“We should move in together,” I blurted out. “I have an empty house. You have a week-to-week rental. It doesn’t make sense that we can’t both just… share.”
She looked at me oddly.
“I have a week-to-week rental with my brother,” she whispered. “And if anyone should move out, it’s you. You’re in a haunted house.” She looked behind me as if she didn’t even want to come in the door. “But that’s beside the point. I’m thinking that, since this is the first time that you’ve talked to me in a month, that maybe we should start slow. You know, maybe grab lunch sometime next week.”
My lips twitched. “I was going to call you today anyway.”
I was, too.
After seeing her yesterday, I’d realized that there was no more putting off the mess that I’d found myself in.
Despite her words, she wasn’t going to wait forever.
I had a feeling if I didn’t get my head out of my ass, then she would bolt.
If her actions yesterday were any indication.
Despite her wariness with me and insistence that I needed to take some time to deal with my feelings, this last month was necessary.
I’d had to do a cross-country move with all of my stuff. Catch up with all the family that I’d left behind. Relearn all of my nieces’, nephews’, great-nieces’ and nephews’ names, find a job, move into a house. Get settled in with the other Souls Chapel Revenants. And that wasn’t even taking into account some of the shit that had gone down in the last month with the other members of the MC.
Needless to say, I’d needed the month.
I had enough time at night to fall right into bed, and enough time in the morning to wake up, main line a shot of coffee, and get to my new real job as a private investigator.
See, Lynn already had quite a bit of business for that, and I hadn’t realized just how chaotic it would be until I was thrust right into the middle of it.
I had a million and one things to do today.
I didn’t have time to take her to the doctor.
But I would.
Gesturing her inside, I stepped back and made a beeline for my phone that was on the counter next to my toothbrush I was just using before she’d knocked on the door.
When I turned around to address her, I found her still standing on the front porch.
“You can come in,” I reiterated.
She wrinkled her nose. “I don’t do scary stories.”
I gave her a look, and she sighed.
“Son of a bitch,” she grumbled as she walked into the house, expecting something to smite her the moment she breached the door. “I better not die, or I’ll haunt your ass for the rest of my life.”
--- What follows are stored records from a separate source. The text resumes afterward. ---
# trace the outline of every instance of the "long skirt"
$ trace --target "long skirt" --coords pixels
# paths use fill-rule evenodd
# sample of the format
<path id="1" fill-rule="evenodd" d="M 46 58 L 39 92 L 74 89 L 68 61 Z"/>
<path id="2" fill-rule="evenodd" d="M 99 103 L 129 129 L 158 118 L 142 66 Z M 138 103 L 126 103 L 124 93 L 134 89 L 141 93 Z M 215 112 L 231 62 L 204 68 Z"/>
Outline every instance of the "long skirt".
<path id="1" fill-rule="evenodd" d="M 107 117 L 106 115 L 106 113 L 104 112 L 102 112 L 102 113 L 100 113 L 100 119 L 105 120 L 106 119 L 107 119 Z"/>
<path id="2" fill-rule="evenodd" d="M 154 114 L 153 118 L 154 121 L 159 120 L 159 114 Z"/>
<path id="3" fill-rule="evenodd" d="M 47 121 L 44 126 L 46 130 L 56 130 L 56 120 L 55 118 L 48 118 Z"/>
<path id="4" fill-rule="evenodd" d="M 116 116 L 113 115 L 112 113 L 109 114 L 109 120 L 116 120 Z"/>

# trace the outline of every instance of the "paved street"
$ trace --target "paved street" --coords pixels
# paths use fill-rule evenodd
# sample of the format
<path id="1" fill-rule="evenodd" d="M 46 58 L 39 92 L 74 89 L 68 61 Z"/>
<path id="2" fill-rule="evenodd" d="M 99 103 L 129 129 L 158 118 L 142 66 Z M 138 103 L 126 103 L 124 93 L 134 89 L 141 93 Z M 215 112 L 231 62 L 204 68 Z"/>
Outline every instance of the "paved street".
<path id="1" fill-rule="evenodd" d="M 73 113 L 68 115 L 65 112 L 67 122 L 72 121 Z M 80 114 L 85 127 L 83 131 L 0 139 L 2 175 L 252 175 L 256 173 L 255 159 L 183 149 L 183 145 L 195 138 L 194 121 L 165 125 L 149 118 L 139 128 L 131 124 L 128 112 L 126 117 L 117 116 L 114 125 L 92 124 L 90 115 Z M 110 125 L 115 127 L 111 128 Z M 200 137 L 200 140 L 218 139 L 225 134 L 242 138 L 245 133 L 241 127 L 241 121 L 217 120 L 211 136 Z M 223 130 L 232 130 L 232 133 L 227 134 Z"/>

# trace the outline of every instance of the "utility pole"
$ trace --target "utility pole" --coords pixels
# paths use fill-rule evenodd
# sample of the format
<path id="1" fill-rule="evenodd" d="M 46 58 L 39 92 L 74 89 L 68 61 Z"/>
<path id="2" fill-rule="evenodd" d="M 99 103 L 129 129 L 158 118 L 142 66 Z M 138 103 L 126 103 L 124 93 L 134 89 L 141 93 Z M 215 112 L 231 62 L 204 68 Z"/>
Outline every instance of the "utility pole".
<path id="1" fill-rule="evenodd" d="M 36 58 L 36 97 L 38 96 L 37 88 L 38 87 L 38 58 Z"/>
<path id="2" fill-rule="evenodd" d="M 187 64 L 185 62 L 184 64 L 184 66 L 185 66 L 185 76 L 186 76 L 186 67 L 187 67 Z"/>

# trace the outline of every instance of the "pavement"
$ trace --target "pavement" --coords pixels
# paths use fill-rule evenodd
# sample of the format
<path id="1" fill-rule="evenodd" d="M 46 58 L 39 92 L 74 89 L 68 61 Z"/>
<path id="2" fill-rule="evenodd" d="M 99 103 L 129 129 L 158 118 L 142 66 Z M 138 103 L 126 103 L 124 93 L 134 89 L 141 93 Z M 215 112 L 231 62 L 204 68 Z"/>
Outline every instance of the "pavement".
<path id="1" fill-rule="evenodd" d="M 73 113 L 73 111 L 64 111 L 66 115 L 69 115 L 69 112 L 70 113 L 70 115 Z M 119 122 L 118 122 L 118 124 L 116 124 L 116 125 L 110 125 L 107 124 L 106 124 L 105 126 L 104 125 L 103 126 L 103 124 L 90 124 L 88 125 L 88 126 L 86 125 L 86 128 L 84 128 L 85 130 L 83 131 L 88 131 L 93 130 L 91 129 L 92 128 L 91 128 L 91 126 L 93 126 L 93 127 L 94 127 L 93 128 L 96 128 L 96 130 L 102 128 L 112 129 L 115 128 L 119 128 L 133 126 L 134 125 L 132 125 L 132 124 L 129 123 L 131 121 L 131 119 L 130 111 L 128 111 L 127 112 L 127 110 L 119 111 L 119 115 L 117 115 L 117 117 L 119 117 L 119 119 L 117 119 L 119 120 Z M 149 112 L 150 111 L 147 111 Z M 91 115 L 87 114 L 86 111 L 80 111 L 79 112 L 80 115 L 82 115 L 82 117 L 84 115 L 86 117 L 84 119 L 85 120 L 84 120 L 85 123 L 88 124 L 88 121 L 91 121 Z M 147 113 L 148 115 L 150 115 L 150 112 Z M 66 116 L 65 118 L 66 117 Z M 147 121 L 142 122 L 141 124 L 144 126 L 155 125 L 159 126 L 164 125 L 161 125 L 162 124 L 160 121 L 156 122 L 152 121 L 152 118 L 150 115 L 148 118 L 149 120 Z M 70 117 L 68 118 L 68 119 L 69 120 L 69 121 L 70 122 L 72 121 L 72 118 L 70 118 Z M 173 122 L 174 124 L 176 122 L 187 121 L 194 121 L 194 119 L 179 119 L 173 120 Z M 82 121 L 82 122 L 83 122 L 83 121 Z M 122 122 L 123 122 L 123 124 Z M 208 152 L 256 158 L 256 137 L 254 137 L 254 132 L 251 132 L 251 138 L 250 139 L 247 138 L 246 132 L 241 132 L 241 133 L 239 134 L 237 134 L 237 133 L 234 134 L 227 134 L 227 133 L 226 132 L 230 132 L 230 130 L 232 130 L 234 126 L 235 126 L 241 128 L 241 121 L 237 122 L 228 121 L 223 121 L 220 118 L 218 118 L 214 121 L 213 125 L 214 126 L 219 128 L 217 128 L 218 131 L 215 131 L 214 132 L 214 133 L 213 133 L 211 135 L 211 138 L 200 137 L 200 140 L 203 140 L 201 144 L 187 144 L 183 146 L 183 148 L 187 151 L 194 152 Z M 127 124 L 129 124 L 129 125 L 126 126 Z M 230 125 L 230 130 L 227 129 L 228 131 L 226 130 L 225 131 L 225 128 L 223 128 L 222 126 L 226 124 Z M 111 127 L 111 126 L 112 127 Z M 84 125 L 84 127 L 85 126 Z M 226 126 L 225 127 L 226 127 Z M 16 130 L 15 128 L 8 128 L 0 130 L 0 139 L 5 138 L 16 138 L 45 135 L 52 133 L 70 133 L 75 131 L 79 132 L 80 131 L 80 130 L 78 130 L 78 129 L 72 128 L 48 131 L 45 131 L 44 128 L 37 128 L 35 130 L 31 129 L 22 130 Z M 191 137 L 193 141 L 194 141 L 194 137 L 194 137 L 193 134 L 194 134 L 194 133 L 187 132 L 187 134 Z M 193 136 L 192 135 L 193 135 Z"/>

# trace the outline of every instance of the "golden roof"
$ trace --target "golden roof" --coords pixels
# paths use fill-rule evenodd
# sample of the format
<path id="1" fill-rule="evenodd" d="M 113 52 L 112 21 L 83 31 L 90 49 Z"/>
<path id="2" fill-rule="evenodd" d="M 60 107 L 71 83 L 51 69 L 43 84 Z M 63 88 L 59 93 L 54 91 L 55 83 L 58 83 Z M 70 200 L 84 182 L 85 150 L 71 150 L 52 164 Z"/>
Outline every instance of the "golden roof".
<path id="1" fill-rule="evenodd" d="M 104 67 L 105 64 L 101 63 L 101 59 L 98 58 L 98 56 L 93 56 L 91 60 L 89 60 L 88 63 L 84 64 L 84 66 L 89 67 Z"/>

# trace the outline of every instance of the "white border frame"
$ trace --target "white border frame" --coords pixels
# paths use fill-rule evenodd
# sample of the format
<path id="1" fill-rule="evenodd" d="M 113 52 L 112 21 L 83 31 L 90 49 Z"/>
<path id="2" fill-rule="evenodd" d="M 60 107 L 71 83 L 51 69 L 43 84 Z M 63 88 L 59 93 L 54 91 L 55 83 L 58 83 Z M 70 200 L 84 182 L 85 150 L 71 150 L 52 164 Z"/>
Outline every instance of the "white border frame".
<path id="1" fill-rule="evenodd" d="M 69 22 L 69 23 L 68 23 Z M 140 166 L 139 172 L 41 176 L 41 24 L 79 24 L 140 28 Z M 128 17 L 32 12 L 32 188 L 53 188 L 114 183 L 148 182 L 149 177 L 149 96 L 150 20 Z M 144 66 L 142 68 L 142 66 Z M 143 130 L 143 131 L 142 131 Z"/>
I grinned at her and gestured for her to take a seat.
“What time do we need to leave here by to get there on time?” I questioned.
She looked at her watch, which was a cool Luminox.
It was way too big for her hand, and it was old to boot. I had a feeling that it’d been her father’s or grandfather’s at some point. There was no way that something that big and scratched up was hers.
“About twenty minutes or so.” She paused. “I wasn’t actually sure how long it would take to get here, or if you’d be ready by the time that I got here, so I wanted to give you ample time.” She paused. “Unless I could just borrow your truck?”
I gave her a look. “You don’t want me to come?”
Her eyes slid away from me to the sink where she took in where I brushed my teeth.
She curled her lip up in disgust when she saw the toothpaste tube. “That’s disgusting.”
I looked down at where my toothbrush was, and then at the tube that really was disgusting. I wasn’t one of those that kept the toothpaste tube clean, or, for that matter, the lid on.
I was one, in fact, that was a bit messy with it and didn’t really care.
In all other aspects of my life, I was clean and tidy. I gave myself that one out.
“You’re neglecting to answer my question,” I told her.
She turned her disgusted gaze from my toothbrush and toothpaste to me, and the look slid right off her face and became… more.
“I don’t hate you nor do I not want you to come,” she said softly. “It’s just incredibly hard to be near you.”